The African, Caribbean and Pacific (ACP) Group of States has voiced concerns over the inclusion of a differentiated approach towards aid in the European Commission’s Agenda for Change.
The proposed policy seeks to deliver EU development assistance more efficiently by focussing on key priority areas and targeting resources towards Least Developed Countries, while cutting national allocations to High Income and Upper Middle Income Countries.
“The inclusion of the element of graduation, linked to a differentiated approach with respect to access to resources, in our view is not within the spirit of the Second Revision of Cotonou [ACP-EU Partnership Agreement],” stated ACP Secretary General Dr Mohamed Ibn Chambas, while addressing the Pacific ACP leaders in Rarotonga, Cook Islands this week.
“We believe that ACP countries that have achieved favourable economic performance should be supported to transition into a more stable and sustainable growth path. Countries should not be unduly punished because they have been able to ensure growth and prosperity through discipline, sound governance and prudent economic policies.”

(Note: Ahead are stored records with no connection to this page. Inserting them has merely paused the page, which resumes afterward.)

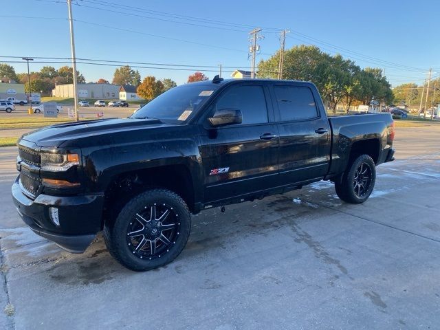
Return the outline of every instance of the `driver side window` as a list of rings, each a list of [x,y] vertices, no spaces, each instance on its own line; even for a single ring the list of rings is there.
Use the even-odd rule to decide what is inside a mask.
[[[234,109],[241,111],[241,124],[267,122],[267,108],[263,87],[232,86],[215,102],[214,110]]]

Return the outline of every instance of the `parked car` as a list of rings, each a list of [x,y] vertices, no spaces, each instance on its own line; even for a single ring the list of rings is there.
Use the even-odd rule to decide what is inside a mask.
[[[8,98],[6,100],[14,104],[25,105],[28,104],[28,100],[17,100],[15,98]]]
[[[129,118],[27,133],[12,192],[36,234],[82,253],[103,230],[118,261],[145,271],[182,252],[190,213],[322,179],[342,200],[364,202],[376,166],[394,160],[394,135],[390,113],[327,118],[311,82],[217,76]]]
[[[110,101],[109,107],[120,107],[120,105],[119,104],[119,101]]]
[[[129,107],[129,102],[126,101],[118,101],[119,102],[119,106],[120,107],[125,107],[126,108]]]
[[[0,111],[10,113],[13,110],[15,110],[15,106],[13,103],[7,101],[0,101]]]
[[[395,119],[408,118],[408,113],[402,109],[394,108],[390,111],[390,113],[391,113],[391,116],[393,116],[393,118]]]
[[[57,105],[56,106],[56,112],[59,113],[60,111],[63,111],[63,106],[62,105]],[[40,113],[43,112],[44,113],[44,103],[41,104],[40,105],[38,105],[38,107],[35,107],[34,108],[34,113]]]
[[[105,107],[105,101],[102,101],[101,100],[98,100],[94,103],[95,107]]]

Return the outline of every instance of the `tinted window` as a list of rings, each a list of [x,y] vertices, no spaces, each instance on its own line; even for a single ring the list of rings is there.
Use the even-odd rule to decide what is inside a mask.
[[[261,86],[232,87],[217,100],[215,110],[238,109],[243,113],[242,124],[267,122],[266,99]]]
[[[301,120],[318,116],[311,89],[302,86],[275,86],[280,120]]]

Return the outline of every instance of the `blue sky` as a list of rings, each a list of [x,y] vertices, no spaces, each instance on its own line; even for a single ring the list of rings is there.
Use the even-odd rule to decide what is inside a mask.
[[[171,78],[181,84],[197,69],[203,71],[204,65],[214,67],[207,70],[217,70],[220,63],[249,67],[250,27],[263,28],[265,38],[260,41],[262,54],[258,60],[267,58],[279,47],[274,29],[287,28],[291,30],[287,48],[313,43],[327,52],[351,58],[362,67],[384,68],[393,85],[412,81],[420,84],[429,67],[437,72],[434,76],[440,73],[440,2],[435,1],[75,0],[74,3],[80,5],[72,6],[74,19],[78,20],[74,22],[78,58],[118,60],[120,65],[140,62],[194,66],[188,68],[191,71],[139,68],[142,77]],[[121,6],[118,3],[123,3],[124,9],[117,8]],[[3,45],[0,56],[70,57],[65,1],[2,1],[0,15],[46,19],[0,17]],[[231,25],[188,17],[179,20],[164,13]],[[0,62],[6,60],[12,59],[0,58]],[[17,72],[26,70],[24,64],[13,65]],[[43,65],[64,64],[34,63],[31,70],[38,71]],[[115,68],[78,65],[87,81],[111,80]],[[205,73],[211,78],[216,74]],[[225,72],[223,76],[229,74]]]

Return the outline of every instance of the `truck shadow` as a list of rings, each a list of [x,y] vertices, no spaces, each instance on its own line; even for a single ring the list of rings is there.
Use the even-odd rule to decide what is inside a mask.
[[[209,262],[214,256],[236,248],[234,242],[239,240],[245,243],[248,239],[254,241],[261,236],[264,239],[269,234],[276,234],[278,230],[285,234],[287,228],[294,241],[296,226],[301,219],[319,218],[324,212],[313,203],[298,203],[300,196],[300,193],[292,192],[230,206],[225,213],[216,208],[193,216],[191,235],[181,255],[170,265],[153,271],[137,273],[120,265],[108,252],[100,234],[83,254],[61,252],[67,256],[54,262],[47,274],[57,284],[67,285],[100,285],[118,277],[139,274],[154,276],[155,272],[164,271],[167,276],[172,276],[182,274],[187,263]],[[168,267],[169,265],[174,267]]]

Countries have argued that specific vulnerabilities faced by Small Island Developing States are not reflected in the economic classification of countries.
Caribbean countries are most likely to face exclusion from EU bilateral aid under the new policy, as well as several countries from Africa and the Pacific As the Commission has proposed to withdraw Market Access Regulation 1528/2007 if countries that initialled EPAs do not close negotiations by the end of December 2013. Under this change, those not classified as Least Developed Countries will lose duty free and quota free access to EU markets. The European Parliament is set to vote on the proposal on September 12.

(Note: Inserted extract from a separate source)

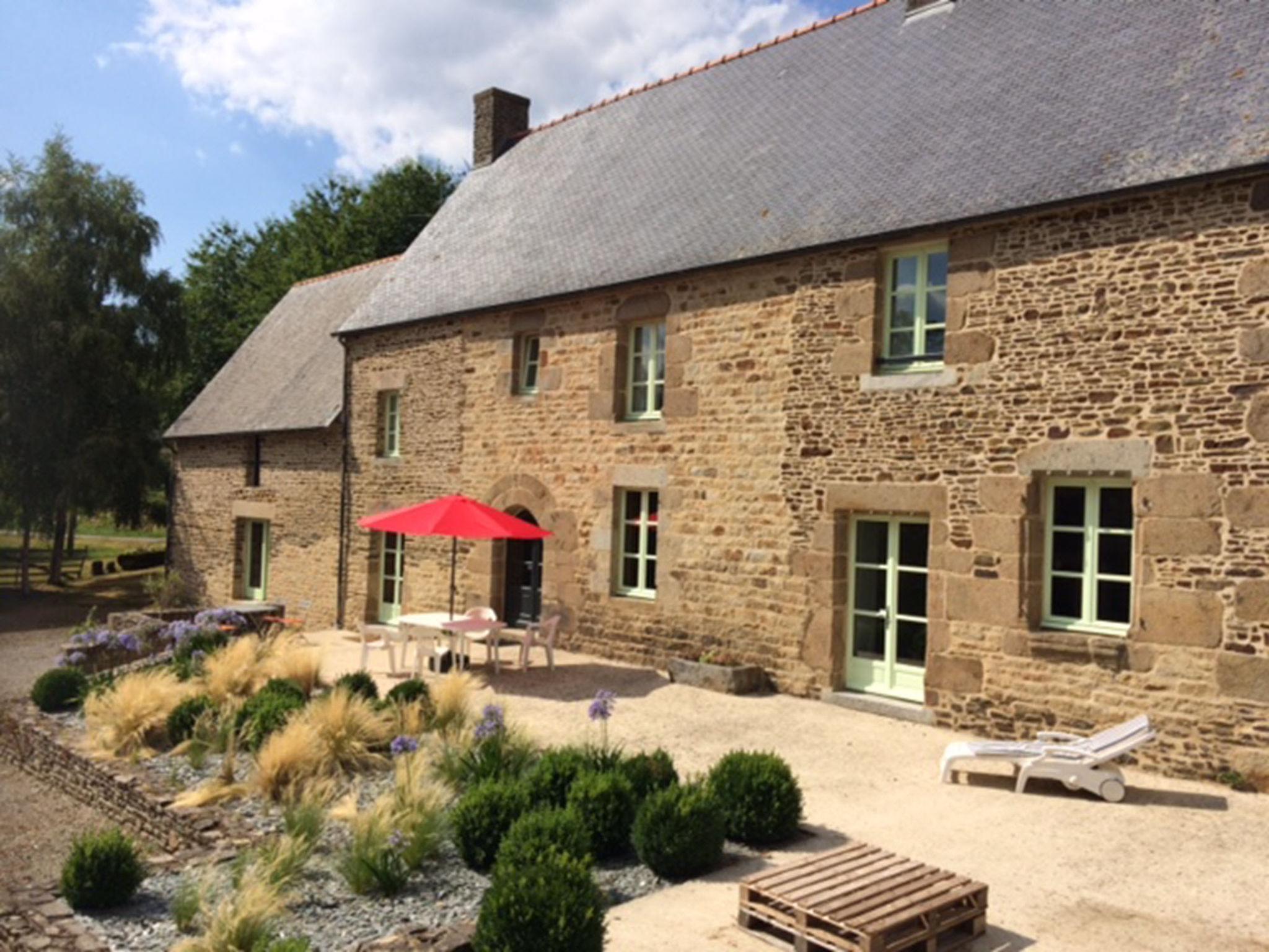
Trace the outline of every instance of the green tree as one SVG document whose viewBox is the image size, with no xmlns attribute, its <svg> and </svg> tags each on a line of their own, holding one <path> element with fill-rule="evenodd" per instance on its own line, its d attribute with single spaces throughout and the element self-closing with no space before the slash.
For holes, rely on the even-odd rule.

The ACP Group called on the European Union to reconsider any measures that might appear unilateral or that would modify the legal framework of the 2010 revised Cotonou Agreement.The Pacific ACP leaders plan to seek a meeting with the European Commission to finalise EPAs following a joint technical meeting to address contentious issues of the trade agreement in October.

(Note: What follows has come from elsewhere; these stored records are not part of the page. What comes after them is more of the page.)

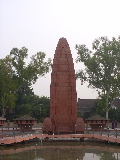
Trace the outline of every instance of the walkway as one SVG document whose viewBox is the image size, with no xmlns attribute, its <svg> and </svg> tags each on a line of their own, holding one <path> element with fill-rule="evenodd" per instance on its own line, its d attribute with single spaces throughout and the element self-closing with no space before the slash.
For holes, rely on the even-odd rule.
<svg viewBox="0 0 120 160">
<path fill-rule="evenodd" d="M 113 142 L 120 144 L 120 136 L 109 136 L 109 135 L 99 135 L 99 134 L 68 134 L 68 135 L 48 135 L 48 134 L 27 134 L 14 137 L 4 137 L 0 139 L 0 145 L 14 144 L 19 142 L 29 141 L 31 139 L 44 139 L 44 140 L 70 140 L 70 139 L 83 139 L 83 138 L 94 138 L 98 140 L 103 140 L 106 142 Z"/>
</svg>

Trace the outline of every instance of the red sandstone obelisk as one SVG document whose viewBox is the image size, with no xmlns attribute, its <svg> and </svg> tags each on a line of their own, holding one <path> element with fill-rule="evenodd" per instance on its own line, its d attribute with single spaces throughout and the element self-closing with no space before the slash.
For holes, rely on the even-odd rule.
<svg viewBox="0 0 120 160">
<path fill-rule="evenodd" d="M 77 118 L 76 79 L 73 58 L 66 38 L 60 38 L 52 65 L 50 85 L 50 118 L 43 131 L 75 133 L 84 131 L 84 122 Z"/>
</svg>

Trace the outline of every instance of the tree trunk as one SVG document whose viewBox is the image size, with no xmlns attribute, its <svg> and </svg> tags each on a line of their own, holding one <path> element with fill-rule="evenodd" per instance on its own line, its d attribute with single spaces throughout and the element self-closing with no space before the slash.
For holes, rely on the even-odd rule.
<svg viewBox="0 0 120 160">
<path fill-rule="evenodd" d="M 108 87 L 109 88 L 109 87 Z M 107 95 L 106 95 L 106 118 L 108 119 L 108 98 L 109 98 L 109 94 L 110 94 L 110 90 L 107 91 Z"/>
<path fill-rule="evenodd" d="M 5 117 L 5 107 L 3 106 L 3 108 L 2 108 L 2 118 L 4 118 Z"/>
</svg>

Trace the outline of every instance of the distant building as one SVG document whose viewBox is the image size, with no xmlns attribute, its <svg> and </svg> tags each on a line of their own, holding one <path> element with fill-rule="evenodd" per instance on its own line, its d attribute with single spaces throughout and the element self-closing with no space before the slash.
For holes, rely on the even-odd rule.
<svg viewBox="0 0 120 160">
<path fill-rule="evenodd" d="M 85 113 L 90 112 L 91 107 L 94 105 L 96 99 L 80 99 L 78 98 L 77 102 L 77 110 L 78 113 Z M 112 104 L 112 108 L 118 108 L 120 106 L 120 99 L 115 99 L 114 103 Z"/>
</svg>

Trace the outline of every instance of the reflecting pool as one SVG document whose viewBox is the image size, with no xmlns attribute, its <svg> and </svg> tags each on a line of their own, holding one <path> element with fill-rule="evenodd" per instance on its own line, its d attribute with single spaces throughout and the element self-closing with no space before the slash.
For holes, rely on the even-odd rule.
<svg viewBox="0 0 120 160">
<path fill-rule="evenodd" d="M 36 141 L 0 146 L 0 160 L 120 160 L 120 146 L 91 141 Z"/>
</svg>

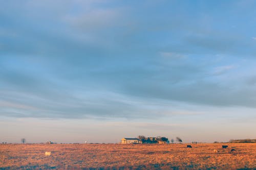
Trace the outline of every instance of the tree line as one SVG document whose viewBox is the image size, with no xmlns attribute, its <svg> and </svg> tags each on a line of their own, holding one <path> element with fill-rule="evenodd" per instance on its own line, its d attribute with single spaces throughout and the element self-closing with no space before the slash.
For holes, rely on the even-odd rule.
<svg viewBox="0 0 256 170">
<path fill-rule="evenodd" d="M 158 143 L 163 142 L 164 143 L 169 143 L 169 139 L 165 137 L 157 136 L 154 137 L 146 137 L 143 135 L 139 135 L 137 138 L 141 140 L 142 143 Z M 179 137 L 176 137 L 176 141 L 180 143 L 182 142 L 182 140 Z M 174 143 L 175 142 L 174 139 L 170 139 L 170 142 Z"/>
</svg>

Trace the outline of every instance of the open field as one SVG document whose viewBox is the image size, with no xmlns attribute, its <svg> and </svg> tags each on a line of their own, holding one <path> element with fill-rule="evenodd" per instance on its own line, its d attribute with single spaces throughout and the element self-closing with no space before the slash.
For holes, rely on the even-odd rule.
<svg viewBox="0 0 256 170">
<path fill-rule="evenodd" d="M 223 144 L 0 144 L 0 169 L 256 169 L 256 143 Z"/>
</svg>

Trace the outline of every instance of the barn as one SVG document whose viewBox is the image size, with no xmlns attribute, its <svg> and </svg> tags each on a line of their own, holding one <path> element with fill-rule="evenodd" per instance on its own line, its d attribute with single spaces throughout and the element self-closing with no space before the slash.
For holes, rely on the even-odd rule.
<svg viewBox="0 0 256 170">
<path fill-rule="evenodd" d="M 141 143 L 141 140 L 138 138 L 130 138 L 124 137 L 121 140 L 121 143 L 129 144 L 129 143 Z"/>
</svg>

“The dialogue on this issue is continuing in Brussels and we hope that a mutually acceptable solution can be found soon,” concluded the Secretary General.
The European Union remains the largest donor of development aid worldwide, allocating more than 22 billion Euros to African, Caribbean and Pacific nations within the 10th European Development Fund framework covering 2008 to 2013.
The ACP Group is the largest trans-national intergovernmental organisation of developing countries in the international system, with 79 member countries from Africa, the Caribbean and the Pacific. Today, the main goal of the Group is to drive South-South solidarity and North-South cooperation for the sustainable development of ACP countries and their successful integration into the world economy.
Originally brought together as a result of the Association Clause in the Rome Treaty of 1957, which established the European Common Market, the Georgetown Agreement of 1975 formally established the ACP Group as an intergovernmental association.